Tip 1: Don’t connect to unknown Wi-Fi Hotspots: When you use public Wi-Fi hotspots (for example in hotels or coffee shops), there is no way to easily find out who controls the hotspot, or to prove that it belongs to who you think it does. If you connect to these hotspots, somebody else could access:
• what you’re working on whilst connected
• your private login details that many apps and web services maintain whilst you’re logged on
The simplest precaution is not to connect to the Internet using unknown hotspots, and instead use your mobile network, which will have built-in security. If you need information regarding Mobile Broadband connections, click on the link.
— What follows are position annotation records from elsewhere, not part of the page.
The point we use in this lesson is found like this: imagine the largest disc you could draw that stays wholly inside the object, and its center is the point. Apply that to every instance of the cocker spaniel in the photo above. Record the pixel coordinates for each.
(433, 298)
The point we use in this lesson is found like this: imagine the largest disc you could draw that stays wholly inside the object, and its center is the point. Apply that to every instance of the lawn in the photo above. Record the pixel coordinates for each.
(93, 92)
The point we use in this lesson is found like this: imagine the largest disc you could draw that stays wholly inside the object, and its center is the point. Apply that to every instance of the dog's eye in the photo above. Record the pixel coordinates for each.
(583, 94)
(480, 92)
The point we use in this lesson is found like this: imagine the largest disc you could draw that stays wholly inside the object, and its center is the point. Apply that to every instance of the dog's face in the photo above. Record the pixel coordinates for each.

Tip 2: Make sure lost or stolen devices can be tracked, locked or wiped: Staff are more likely to have their tablets or phones stolen (or lose them) when they are away from the office or home. Fortunately, the majority of devices include free web-based tools that are invaluable should you lose your device. You can use them to:
• track the location of a device
• remotely lock access to the device (to prevent anyone else using it)
• remotely erase the data stored on the device
• retrieve a backup of data stored on the device
Setting up these tools on all your organisation’s devices and using mobile device management software, you can set up your devices to a standard configuration with a single click.
Tip 3: Keep your device up to date: No matter what phones or tablets your organisation is using, it is important that they are kept up to date at all times. All manufacturers (for example Windows, Android, iOS) release regular updates that contain critical security updates to keep the device protected.
Tip 4: Keep your apps up to date: Just like the operating systems on your organisation’s devices, all the applications that you have installed should also be updated regularly with patches from the software developers. These updates will not only add new features, but they will also patch any security holes that have been discovered.
Tip 5: Switch on password protection: A suitably complex PIN or password (opposed to a simple one that can be easily guessed or gleaned from your social media profiles) will prevent the average criminal from accessing your phone. Many devices now include fingerprint or facial recognition to lock your device, without the need for a password. However, these features are not always enabled ‘out of the box’, so you should always check they have been switched on.